No cases of microcephaly have been reported so far but the state's Health Secretary, Armando de la Hoz, told the BBC that the potential for harm from the Zika outbreak had now made it the top health priority.

"Based on Brazilian projections, we have estimated that in Colombia for this year we will have approximately 600 births with microcephaly.

"Therefore each of the women that are pregnant have a specific health care protocol - with permanent follow-up so we can confirm in utero before the microcephaly is present at birth."

Early months

Under a plan developed late last year, when the first cases emerged, pregnant women are encouraged to report any symptoms of Zika and their pregnancies are then followed carefully.

The aim is to gather as much data as possible on the spread of the virus and of its assumed links with microcephaly.

Clara Inez Collazos, in her ninth month of pregnancy, is among those being monitored closely. We watched her giving the latest of many blood samples.

She said she became pregnant last May and then started developing symptoms of Zika during November and December.

"I didn't know I had it but when I had the symptoms I went to the doctor and I was really already coming out of the disease. They gave me the medication that I needed and he also recommended the mandatory ultrasounds.

"Thank God everything was ok. I was already over the first months which are the most dangerous.

"The truth is that only now I have come to realise how dangerous this illness is, because at this point the illness is not so spread out as it is in Brazil with all the kids with microcephaly. So just now we're understanding what this really is."

The blood samples are sent for analysis by a specialist laboratory in the capital Bogota and the results then take about three weeks to be returned - so, as in Brazil, there is a desperate need for a faster system of diagnosis.

Alarm bells

Nerys Jimenez, two months pregnant, is one of many waiting for results.

She said: "For three days I had fever, my body was aching, my eyes were red, and I had a rash.

"I'm feeling better now but I have persistent headache, it is a splitting headache that doesn't go away.

"A lot of people have told me that if I have Zika my baby can be born deformed because of the illness."

As in many parts of Latin America, with carnival season just getting under way, authorities in Barranquilla are braced for an upsurge in Zika infections.

Huge crowds are due to gather in the narrow streets to enjoy the spectacle and, despite intense spraying by insecticide in recent days, there is a constant risk of widespread biting by mosquitoes.

And there is a new concern as well.

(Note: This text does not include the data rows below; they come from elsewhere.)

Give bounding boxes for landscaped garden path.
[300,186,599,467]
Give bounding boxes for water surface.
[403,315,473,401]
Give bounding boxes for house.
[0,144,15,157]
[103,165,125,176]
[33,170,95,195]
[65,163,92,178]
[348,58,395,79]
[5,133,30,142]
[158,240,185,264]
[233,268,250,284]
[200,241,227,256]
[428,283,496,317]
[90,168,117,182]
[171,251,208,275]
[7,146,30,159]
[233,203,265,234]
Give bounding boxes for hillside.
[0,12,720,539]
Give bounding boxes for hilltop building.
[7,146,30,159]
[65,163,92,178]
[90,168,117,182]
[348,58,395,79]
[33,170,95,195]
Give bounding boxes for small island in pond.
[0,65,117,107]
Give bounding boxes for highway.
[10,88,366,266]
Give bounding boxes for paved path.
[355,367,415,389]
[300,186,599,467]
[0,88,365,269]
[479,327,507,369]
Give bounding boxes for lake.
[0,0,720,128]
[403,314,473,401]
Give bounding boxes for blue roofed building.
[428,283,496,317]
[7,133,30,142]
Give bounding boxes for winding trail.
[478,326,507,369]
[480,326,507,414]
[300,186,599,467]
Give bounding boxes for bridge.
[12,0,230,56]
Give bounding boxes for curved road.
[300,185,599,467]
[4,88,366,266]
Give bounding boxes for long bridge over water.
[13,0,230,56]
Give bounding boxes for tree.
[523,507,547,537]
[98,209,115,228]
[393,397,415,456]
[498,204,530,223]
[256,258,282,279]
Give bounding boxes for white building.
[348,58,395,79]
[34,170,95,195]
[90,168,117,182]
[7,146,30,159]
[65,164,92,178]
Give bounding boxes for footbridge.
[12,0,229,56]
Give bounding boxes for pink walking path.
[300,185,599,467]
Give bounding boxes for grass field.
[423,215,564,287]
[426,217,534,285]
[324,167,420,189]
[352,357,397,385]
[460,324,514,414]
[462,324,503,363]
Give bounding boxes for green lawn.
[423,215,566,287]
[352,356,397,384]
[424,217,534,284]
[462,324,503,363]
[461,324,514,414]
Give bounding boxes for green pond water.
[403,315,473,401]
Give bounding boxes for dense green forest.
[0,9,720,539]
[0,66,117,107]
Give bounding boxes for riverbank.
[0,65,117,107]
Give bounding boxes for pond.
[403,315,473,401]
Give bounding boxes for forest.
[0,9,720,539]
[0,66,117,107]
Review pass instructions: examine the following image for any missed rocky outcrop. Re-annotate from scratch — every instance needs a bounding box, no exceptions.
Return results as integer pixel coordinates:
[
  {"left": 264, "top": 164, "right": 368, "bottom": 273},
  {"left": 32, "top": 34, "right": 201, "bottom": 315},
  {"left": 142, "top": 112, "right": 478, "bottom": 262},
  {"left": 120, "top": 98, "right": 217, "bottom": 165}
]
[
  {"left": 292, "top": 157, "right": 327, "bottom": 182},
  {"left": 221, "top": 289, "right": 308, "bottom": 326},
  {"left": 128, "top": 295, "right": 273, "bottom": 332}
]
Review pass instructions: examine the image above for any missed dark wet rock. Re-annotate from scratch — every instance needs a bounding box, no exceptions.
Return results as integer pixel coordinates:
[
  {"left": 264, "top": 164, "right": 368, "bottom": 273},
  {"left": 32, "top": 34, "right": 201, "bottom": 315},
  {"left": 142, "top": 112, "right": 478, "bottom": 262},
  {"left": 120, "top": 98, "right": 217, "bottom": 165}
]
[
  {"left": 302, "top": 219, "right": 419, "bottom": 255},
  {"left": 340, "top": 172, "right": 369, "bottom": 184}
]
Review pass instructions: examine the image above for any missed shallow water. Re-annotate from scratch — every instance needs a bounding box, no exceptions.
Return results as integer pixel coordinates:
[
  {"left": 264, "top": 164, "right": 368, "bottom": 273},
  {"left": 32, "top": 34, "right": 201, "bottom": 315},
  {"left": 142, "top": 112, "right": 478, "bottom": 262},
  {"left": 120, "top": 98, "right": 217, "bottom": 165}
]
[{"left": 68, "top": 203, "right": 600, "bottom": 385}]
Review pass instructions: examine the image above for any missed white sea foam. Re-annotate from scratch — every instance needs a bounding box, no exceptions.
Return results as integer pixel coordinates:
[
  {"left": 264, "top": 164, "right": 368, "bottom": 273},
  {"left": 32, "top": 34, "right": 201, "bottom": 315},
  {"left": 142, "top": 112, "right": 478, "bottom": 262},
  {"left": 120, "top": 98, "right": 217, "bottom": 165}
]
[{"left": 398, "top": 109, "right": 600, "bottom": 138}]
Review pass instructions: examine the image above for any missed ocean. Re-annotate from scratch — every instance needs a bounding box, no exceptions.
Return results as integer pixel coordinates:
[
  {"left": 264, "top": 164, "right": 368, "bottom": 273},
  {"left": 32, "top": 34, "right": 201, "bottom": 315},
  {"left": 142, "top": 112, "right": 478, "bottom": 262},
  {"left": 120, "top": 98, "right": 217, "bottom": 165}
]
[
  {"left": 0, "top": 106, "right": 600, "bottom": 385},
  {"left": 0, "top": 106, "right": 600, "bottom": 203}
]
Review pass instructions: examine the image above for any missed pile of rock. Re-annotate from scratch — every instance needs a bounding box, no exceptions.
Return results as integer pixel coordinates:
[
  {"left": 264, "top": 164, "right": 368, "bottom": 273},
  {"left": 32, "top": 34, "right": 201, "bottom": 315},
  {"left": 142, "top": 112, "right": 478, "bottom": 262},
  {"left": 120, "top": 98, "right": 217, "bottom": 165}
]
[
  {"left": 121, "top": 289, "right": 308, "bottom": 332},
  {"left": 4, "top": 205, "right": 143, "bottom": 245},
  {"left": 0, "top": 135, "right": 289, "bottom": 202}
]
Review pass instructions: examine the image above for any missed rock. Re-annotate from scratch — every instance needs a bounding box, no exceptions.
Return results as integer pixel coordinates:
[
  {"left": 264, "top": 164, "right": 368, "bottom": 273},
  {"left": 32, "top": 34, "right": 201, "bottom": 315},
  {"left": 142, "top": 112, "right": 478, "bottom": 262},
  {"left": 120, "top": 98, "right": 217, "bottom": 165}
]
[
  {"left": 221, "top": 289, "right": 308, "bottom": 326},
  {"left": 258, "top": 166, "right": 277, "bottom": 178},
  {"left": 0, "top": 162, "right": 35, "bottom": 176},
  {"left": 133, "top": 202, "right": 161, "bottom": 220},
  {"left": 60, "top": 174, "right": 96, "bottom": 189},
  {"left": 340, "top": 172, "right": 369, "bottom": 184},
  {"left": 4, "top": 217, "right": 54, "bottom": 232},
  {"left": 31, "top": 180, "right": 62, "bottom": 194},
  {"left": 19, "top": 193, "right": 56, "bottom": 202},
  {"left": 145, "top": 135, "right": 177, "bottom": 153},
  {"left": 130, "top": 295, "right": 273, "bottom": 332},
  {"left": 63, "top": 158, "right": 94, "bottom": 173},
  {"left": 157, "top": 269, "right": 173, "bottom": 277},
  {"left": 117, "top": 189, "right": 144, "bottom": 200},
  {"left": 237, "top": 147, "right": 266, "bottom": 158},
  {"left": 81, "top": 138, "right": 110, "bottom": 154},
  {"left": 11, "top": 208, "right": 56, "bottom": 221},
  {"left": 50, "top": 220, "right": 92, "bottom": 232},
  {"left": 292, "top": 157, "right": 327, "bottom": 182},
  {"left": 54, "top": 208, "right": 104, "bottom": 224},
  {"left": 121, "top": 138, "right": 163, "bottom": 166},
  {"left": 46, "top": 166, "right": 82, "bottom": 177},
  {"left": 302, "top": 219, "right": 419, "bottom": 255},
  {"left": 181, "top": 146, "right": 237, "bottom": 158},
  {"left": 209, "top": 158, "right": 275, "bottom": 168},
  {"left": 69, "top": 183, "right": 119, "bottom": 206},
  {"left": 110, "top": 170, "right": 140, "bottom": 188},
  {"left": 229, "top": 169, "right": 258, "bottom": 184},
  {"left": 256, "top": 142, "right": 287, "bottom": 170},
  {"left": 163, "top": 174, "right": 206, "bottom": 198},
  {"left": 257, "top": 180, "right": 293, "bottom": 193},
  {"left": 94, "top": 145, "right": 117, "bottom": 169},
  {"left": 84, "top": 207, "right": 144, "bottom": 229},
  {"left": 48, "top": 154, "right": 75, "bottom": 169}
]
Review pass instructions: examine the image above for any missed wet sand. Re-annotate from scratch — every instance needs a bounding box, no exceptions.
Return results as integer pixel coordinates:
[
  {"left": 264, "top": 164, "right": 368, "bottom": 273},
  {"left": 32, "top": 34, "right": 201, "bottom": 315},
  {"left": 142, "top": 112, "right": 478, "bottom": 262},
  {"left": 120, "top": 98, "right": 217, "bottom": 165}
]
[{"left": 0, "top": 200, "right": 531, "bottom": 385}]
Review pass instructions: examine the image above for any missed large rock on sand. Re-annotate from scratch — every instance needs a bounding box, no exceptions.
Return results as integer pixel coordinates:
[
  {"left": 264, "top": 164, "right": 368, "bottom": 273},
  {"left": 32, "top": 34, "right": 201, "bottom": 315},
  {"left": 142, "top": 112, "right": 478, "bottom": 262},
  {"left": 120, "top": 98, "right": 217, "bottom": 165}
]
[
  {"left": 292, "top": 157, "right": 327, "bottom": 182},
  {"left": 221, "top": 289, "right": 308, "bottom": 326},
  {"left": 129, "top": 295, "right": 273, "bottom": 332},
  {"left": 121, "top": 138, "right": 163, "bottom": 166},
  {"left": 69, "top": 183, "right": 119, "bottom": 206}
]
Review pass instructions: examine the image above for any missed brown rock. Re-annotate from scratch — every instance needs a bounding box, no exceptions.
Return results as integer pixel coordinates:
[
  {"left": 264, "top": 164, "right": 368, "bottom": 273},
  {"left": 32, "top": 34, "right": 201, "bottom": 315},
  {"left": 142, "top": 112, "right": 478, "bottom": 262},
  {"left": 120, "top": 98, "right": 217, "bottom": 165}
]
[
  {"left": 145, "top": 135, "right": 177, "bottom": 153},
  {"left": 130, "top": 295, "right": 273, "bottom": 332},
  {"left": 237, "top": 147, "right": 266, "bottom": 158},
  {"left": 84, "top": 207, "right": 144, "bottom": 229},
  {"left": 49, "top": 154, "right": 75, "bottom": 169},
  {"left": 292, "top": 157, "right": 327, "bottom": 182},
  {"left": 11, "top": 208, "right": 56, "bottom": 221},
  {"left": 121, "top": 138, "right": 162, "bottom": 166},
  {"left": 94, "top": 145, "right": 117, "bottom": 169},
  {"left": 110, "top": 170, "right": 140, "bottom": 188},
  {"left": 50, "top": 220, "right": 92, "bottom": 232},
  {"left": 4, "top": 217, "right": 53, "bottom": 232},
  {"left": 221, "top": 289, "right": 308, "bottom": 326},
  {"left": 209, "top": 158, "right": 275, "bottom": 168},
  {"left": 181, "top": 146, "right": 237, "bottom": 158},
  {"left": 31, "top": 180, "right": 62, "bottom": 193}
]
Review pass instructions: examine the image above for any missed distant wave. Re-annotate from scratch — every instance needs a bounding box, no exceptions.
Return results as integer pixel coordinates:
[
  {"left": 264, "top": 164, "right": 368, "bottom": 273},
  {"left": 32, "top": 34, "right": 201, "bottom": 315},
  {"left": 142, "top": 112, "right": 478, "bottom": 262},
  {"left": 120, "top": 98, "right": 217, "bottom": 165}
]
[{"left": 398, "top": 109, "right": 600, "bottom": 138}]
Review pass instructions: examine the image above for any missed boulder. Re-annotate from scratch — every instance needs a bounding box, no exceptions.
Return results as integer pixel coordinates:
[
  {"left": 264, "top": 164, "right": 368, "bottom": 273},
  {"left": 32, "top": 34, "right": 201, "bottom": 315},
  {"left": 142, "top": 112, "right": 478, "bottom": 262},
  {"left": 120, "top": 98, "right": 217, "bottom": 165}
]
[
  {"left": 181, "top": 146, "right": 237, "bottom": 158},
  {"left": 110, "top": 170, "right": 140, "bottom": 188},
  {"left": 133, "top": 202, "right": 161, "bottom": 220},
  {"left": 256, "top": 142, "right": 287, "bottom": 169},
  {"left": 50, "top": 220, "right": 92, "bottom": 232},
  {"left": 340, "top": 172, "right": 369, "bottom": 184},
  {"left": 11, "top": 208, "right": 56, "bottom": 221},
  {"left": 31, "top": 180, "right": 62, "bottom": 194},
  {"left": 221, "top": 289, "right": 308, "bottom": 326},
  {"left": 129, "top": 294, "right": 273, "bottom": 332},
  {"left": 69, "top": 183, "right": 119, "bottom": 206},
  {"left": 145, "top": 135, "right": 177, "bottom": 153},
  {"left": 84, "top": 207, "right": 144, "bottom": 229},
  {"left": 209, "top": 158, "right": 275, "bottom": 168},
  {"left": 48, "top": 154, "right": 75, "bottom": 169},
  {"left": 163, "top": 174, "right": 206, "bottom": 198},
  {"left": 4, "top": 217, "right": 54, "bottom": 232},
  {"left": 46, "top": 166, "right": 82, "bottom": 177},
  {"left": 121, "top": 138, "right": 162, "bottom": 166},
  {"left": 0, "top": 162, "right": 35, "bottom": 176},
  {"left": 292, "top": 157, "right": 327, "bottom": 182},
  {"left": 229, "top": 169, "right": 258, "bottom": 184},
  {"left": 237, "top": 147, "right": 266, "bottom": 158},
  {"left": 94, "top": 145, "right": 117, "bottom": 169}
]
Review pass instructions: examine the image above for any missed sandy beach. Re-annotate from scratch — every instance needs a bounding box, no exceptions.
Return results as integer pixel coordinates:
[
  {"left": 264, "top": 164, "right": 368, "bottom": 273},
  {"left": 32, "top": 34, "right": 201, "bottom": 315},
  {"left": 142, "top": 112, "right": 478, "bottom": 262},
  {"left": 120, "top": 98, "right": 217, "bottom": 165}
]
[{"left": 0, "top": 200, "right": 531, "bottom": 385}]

A case of sexual transmission, confirmed by the US authorities in Texas earlier this week, has rung alarm bells here.

As the city's health secretary, Mr de la Hoz puts it, the carnival is part of a culture which is open to sexual experiences.

"With the information we are getting from the US, with Zika being transmitted via sexual encounters, we need to multiply our efforts to avoid people contracting the disease in this way."

The city is providing condoms but there is no guarantee they will be used.

One member of a carnival dance troupe, Margarita Mendoza, said that people shed their inhibitions during the festival.

"People lose their sense, lose her mind, go crazy, we try to help with condoms but the people have the last word they choose if wear a condom or not."